Re: Response to Randy and Rick on Russian sub activity expands to Cold War levels
Thanks Bruce. I would not have thought that and glad to get expert opinion. I remember it seemed like there was new signal processing equipment coming down the pike the entire 20 years I was in. I guess when the Russians weren't as threatening as today that improving signal processing took a back seat to other needs. At least that's what we thought. It looks like all the whales we were watching were turned into subs by a Russian good fairy. This should be a lesson I guess.
Re: Admiral Mark Ferguson : Russian sub activity expands to Cold War levels
Interesting info, Jim. Putin longs for the old days of the USSR and its world influence. I really think the current Russian aggression is just a reflection of him personally and long term it cannot last, financially. At issue is whether the United States has the will and leadership to make it impossible for the Russians to ever catch up. As of now that answer is clearly no.
For Rick, I think we had our day in the sun dealing with the Russians. Even when we weren't holding them we cost them time by trying to avoid us. That said, from everything I have read our technology from the old days wouldn't do the trick today. If it did I would take some TAD in Kef anyday! :)

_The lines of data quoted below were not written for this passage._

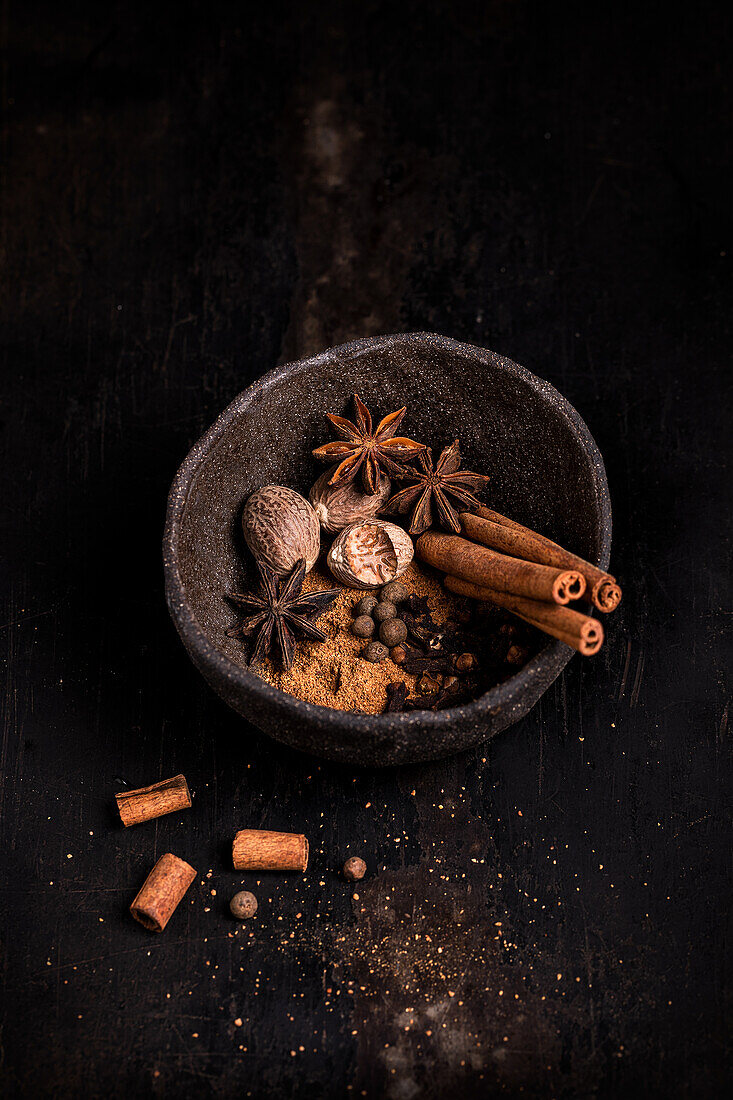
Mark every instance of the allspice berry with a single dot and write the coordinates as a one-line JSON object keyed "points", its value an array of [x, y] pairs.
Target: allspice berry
{"points": [[365, 605], [243, 905], [363, 627], [353, 869], [384, 611], [374, 652], [393, 631], [394, 592]]}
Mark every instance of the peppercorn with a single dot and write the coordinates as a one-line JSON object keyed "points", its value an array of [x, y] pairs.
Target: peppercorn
{"points": [[365, 605], [363, 627], [243, 905], [466, 662], [374, 652], [394, 592], [384, 611], [393, 631], [354, 868]]}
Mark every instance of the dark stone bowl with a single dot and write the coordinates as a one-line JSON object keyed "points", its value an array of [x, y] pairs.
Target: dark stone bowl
{"points": [[545, 468]]}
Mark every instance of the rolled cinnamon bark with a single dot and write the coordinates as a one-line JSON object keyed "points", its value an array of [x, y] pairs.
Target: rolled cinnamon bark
{"points": [[479, 565], [579, 631], [256, 849], [500, 532], [162, 891], [154, 801]]}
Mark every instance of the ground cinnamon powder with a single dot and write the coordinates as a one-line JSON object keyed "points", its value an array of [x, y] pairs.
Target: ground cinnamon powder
{"points": [[332, 672]]}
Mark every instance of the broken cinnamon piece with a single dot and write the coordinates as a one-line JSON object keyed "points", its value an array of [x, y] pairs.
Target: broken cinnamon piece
{"points": [[577, 630], [161, 892], [505, 535], [480, 565], [154, 801], [255, 849], [396, 696]]}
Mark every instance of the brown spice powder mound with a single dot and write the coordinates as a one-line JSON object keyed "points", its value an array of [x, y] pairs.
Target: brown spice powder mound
{"points": [[332, 672]]}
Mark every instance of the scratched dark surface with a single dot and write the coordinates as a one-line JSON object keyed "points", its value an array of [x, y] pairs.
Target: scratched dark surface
{"points": [[190, 197]]}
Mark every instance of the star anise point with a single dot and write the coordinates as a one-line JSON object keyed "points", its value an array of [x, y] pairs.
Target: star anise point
{"points": [[435, 485], [365, 449], [280, 612]]}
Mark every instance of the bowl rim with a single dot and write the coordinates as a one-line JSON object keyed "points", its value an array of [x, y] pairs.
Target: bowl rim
{"points": [[550, 658]]}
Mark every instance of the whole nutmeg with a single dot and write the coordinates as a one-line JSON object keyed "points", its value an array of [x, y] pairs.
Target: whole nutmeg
{"points": [[243, 905], [428, 683], [363, 626], [466, 662], [365, 605], [394, 592], [374, 652], [339, 505], [369, 554], [354, 869], [393, 631], [281, 527]]}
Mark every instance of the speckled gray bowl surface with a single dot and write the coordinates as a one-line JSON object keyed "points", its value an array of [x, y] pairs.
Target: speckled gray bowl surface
{"points": [[545, 469]]}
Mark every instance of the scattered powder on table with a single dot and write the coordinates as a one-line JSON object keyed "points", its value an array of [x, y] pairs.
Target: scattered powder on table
{"points": [[332, 672]]}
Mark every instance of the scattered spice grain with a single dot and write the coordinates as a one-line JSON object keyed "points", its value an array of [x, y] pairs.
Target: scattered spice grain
{"points": [[354, 869]]}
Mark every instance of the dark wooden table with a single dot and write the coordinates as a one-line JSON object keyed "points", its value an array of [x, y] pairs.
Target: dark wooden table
{"points": [[190, 196]]}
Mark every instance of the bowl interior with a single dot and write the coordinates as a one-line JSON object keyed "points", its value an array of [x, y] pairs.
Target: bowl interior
{"points": [[543, 465]]}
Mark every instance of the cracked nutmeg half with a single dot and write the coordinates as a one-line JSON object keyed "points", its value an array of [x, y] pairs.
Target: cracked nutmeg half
{"points": [[370, 554], [434, 486], [280, 613], [368, 449]]}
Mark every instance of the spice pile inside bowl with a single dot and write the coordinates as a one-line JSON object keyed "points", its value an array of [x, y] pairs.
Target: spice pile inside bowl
{"points": [[431, 607]]}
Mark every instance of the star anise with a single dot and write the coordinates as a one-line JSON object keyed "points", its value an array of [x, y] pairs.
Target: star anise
{"points": [[280, 612], [434, 486], [361, 447]]}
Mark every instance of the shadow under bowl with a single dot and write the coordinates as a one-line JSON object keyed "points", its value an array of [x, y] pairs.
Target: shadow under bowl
{"points": [[545, 469]]}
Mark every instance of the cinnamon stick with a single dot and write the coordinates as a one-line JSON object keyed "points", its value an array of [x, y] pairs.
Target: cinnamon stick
{"points": [[579, 631], [162, 891], [154, 801], [502, 534], [255, 849], [480, 565]]}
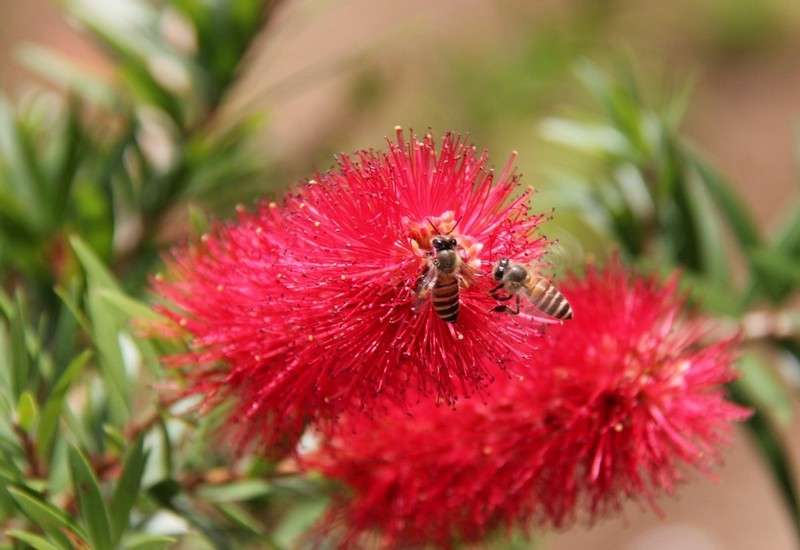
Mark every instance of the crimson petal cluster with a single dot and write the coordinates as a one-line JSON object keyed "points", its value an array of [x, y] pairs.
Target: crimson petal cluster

Re: Admiral Mark Ferguson : Russian sub activity expands to Cold War levels
When I was retiring from Raytheon we had a concept using existing sensors and towed sensors, that used bottom mounted, continuously radiating low freq transducers, and bi-static or muti-static processing to track undersea objects. The navy rejected it since it would also light up blue forces. Today's signal capture and retransmit stealth technology might negate even the best active SONAR directly, but event-driven multi-static passive may still be our best alternative to Russian surge deployment. Pretty old technology though... probably obsolete in the UUSV world of today.